С 1940-х годов крупные работы Пришвина практически не печатались, зато появлялось все больше рассказов, формально ориентированных на юных читателей. Именно в этот период за ним в официальном литературном каноне закрепилось звание одного из главных детских писателей. Сам же Пришвин на страницах Дневника не раз высказывался против деления своего творчества на «взрослое» и «детское»: «я всегда работаю над одной темой, в которой детская и общая литература сливаются в единое целое. Если у меня выходят книги одни для детей, другие для взрослых и на разные темы, то это действительно они выходят, а не делаются, как я того хочу. Та единая тема, над которой я работаю, это дитя, которое я сохраняю в себе».

В последних «звеньях» «Кащеевой цепи», написанных в конце жизни, писатель вновь подчеркивал универсальность своих произведений: «больше всего из написанного мною, как мне кажется, достигают единства со стороны литературной формы и моей жизни маленькие вещицы мои, попавшие и в детские хрестоматии. Из-за того я их и пишу, что они пишутся скоро, и, пока пишешь, не успеешь надумать от себя чего-нибудь лишнего и неверного. Они чисты, как дети, и их читают и дети, и взрослые, сохранившие в себе свое личное дитя».

В конце 1930-х годов Пришвин согласился на предложение В.Д. Бонч-Бруевича, директора Государственного литературного музея и известного собирателя архивов, передать часть своих документов в музей. Поиски литературного секретаря, которому можно было бы доверить ценнейшие бумаги, свели писателя с Валерией Дмитриевной Лебедевой (в девичестве Лиорко), ставшей для него той самой любовью, которую он искал всю жизнь: «"Женьшень" направлен к утраченной в юности девушке, "Фацелия" — к той, что пришла почти через сорок лет и наконец вытеснила из меня первую». Именно ей принадлежит заслуга сохранения, расшифровки и первой, частичной, насколько это позволяла советская цензура, публикации Дневника писателя. Она же подготовила посмертное Собрание сочинений мужа, два последних тома которого целиком были заняты ранее неопубликованными (по разным причинам) произведениями.

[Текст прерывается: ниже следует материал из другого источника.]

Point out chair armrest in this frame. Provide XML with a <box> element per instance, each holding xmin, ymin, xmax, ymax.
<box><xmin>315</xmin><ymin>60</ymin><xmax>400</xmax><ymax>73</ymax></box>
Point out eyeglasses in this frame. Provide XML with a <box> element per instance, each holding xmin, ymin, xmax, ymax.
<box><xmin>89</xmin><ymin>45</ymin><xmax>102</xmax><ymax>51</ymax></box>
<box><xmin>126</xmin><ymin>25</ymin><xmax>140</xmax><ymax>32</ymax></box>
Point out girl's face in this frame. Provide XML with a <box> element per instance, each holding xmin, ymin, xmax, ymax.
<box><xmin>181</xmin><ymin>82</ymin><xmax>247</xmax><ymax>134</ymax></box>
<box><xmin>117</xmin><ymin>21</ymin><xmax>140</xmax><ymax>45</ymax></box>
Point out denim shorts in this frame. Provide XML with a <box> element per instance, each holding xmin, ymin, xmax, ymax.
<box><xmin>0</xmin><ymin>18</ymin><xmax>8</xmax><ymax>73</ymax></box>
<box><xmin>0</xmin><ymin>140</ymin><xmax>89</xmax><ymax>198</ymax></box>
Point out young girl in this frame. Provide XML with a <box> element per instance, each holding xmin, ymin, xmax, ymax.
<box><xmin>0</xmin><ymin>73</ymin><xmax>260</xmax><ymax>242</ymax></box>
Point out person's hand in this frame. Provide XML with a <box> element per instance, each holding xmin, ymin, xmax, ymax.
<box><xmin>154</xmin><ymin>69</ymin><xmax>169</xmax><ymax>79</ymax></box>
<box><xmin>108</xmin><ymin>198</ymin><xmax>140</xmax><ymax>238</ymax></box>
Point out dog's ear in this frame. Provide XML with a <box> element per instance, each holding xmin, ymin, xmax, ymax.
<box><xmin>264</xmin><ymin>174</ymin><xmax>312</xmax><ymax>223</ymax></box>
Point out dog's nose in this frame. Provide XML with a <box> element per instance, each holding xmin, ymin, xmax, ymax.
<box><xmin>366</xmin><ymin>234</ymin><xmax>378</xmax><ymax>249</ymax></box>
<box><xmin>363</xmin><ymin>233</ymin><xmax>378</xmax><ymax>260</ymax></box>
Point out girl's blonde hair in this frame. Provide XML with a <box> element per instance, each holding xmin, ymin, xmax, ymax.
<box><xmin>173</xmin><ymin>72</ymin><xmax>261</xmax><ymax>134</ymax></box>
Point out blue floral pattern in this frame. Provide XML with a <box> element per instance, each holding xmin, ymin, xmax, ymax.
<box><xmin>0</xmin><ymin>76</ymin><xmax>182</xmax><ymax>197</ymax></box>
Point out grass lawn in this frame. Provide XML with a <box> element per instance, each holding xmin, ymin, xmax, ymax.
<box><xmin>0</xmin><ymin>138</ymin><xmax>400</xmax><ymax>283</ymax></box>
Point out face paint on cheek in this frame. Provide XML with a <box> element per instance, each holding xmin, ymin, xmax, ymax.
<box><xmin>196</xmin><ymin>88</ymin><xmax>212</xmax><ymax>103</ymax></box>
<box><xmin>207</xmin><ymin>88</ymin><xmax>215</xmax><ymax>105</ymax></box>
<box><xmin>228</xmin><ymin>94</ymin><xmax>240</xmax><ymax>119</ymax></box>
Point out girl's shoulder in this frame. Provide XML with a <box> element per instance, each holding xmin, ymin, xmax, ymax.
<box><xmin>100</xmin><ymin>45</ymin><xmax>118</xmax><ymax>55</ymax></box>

После начала Великой отечественной войны Пришвин, с 1937 года все чаще живший в Москве, отказался эвакуироваться на Кавказ и поселился в глухой деревне Усолье Ярославской области, знакомой еще со временет жизни в Переславле-Залесском. В это время в газетах и журналах выходят его произведения на военную тематику «Рассказы о ленинградских детях», «Повесть нашего времени» и др. В 1943 году писатель вернулся в Москву: «вчера прихожу в “Советский писатель”, там мне говорят, что книжка моя о радости “Фацелия” напечатана, та самая книжка, которую именно за радость и запретили перед войной. Война на носу, писали о ней, а он радуется. Теперь же понадобилась радость, и книжку напечатали, и в ней о войне ни слова, как будто она давно кончилась», – записал он в ноябре того года.

Вскоре после окончания войны Пришвин купил дом в деревне Дунино Звенигородского района Московской области, куда постоянно приезжал в последние годы жизни, с 1946 по 1954 год. Здесь в 1945 году он написал свою знаменитую «сказку-быль» «Кладовая солнца», за которую получил первую премию на конкурсе, организованном Наркомпросом РСФСР, работал над «Осударевой дорогой», «Корабельной чащей», готовил к выходу книгу «Глаза земли», состоящую из дневниковых записей.

Скончался Михаил Михайлович 16 января 1954 года, похоронен на Ввведенком кладбище. После его смерти дом в Дунино стал мемориальным музеем.